Student Grade
Prediction

COMPANY OVERVIEW

In one of the Canadian provinces, there is a publically funded college that provides technical, academic, vocational or a mix of programs that are exclusive to the said province's education system.

The purpose of this separate collegiate education is to make post-secondary education more accessible to the residents of the province, and also to ensure that students have proper academic prepartion to succeed at university.

THE CHALLENGE

A wave of students in the province is failing in the subjects of Math and French. The province's success rate is 74% whiles other provinces' are closer to 90%.
The ministry of education is looking understand the problem, and design initiatives and strategies to decrease failure rates and improve student performance in the province. Their main goal to be able to predict the final score of a student, early on in the semester.

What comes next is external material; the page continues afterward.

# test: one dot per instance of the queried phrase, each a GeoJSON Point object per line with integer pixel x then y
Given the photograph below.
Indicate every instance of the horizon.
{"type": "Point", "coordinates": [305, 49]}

This will enable them to identify students who need assistance and then provide the necessary supports to ensure the students excel.

TOOLS utilized

  • SQL for Data Extraction

  • Excel for Data Exploration

  • Alteryx and Tableau for Data Analysis

tHE APPROACH

  1. Requested brief description of required data from information systems team

  2. Performed ETL - extracted, transformed and loaded the data

  3. Performed exploratory analysis of the data

  4. Utilized multiple regression analysis to identify the significant variables

  5. Identified how the attributes/features correlate with the student's final grade and with each other

  6. Split the data for training and testing

  7. Created a machine learning model that predicts the final grade of a student early in the semester

POSITIVE CORRELATION
The following attributes had a postive correlation with the final score, G3:

  • Higher education ambition

  • Time spent studying

  • Student attends a paid class

  • First & Second semester grade

NEGATIVE CORRELATION
The following attributes had a negative correlation with the final score, G3:

  • Past failures

  • Student receiving support from school

  • Health

results

Exploratory analysis of the data showed the following:

NOTE:
- Since the goal is to be able to predict the final grade at the beginning of the semester, the first and second semesters' grades were excluded from the algorithm. However the features that affect these were included in the predictive model.
- Features that were positively correlated with the final grade were also removed from the grade prediction algorithm.

future work

It will be interesting to note what insights are drawn when:

  • These categories of students are exclusively analyzed; those taking:
    - only Math
    - only French, and
    - both Math and French

  • Studies are made on how student grades is affected by the location of the college attended

  • Further analysis is done on the previous failures of the students and how it affects students' final grades

HOW EACH SIGNIFICANT PREDICTOR AFFECTS THE FINAL GRADE (G3)?

Average final grade is 14

About 72% of the students scored less than average

The most common grade is 10, scored by about 15% of the students

Minimun grade is 0, scored by 5% of the students

Maximum grade is 20, scored by 1 student

With respect to our target variable which is the final grade, the following were determined:

Extra School Support

Recommendations

The following are suggested in the strategic planning for the Ministry of Education:

  • Identify students with no interest in higher education and create supports for them in either higher education, a trade they're interested in, or further skill development

  • Create a study plan for students who have had a past failure

  • Increase the availability of access to tutelage for students in need

  • Encourage students to take extra classes if they can afford to do so. Provide bursarys and grants to those in need

  • Encourage and promote effective study time for students on and off campus

  • Foster physical and mental wellness to help students

Desire for Higher Education

Number of previous failures

Students who did not receive extra support tend to score not too different scores than that of students who do. The medians are 12 and 11 respectively.

50% of students with:
- no extra school support scored between 10 and 14
- extra school support scored between 9 and 12

The final grade of the student decreases as the number of previous failues increases.

50% of students with:
- 3 previous failures scored between 5 and 10
- 2 previous failures scored between 6 and 10
- 1 previous failure scored between 8 and 11
- no failure scored between 10 and 14

The top 25% of students with:
- 3 previous failures scored between 10 and 11
- previous failures scored between 10and 15
- 1 previous failure scored between 11 and 18
- no failure scored between 14 and 20

A majority of students who wish to further their education scored higher than those who do not have the intention to.

The median score of the set o students with no desire for higher education lies outside the IQR of that of those with a desire for higher education.

50% of students with:
- a desire for higher education scored between 10 and 14
- no desire for higher education scored between 8 and 10

The top 25% of students with:
- a desire for higher education scored from 14 to 20
- no desire for higher education scored from 10 to 14

Since the median of the set of students with 1 previous failure falls ouside the IQR of the set of students with no previous failure, there is likely to be a difference between these 2 sets of students.


The same applies for students with 2 and 3 previous failures. These two categories of students both have a mdeian score that falls outside the IQR of students with no previous failure, and 1 previous failure.

All students sets have somewhat of a symmetrical distribution, witht he exception of the set with 3 previous failures which is left skewed.

MODEL PERFORMANCE

Predictive model was able to predict a student's final grade with 80% accuracy.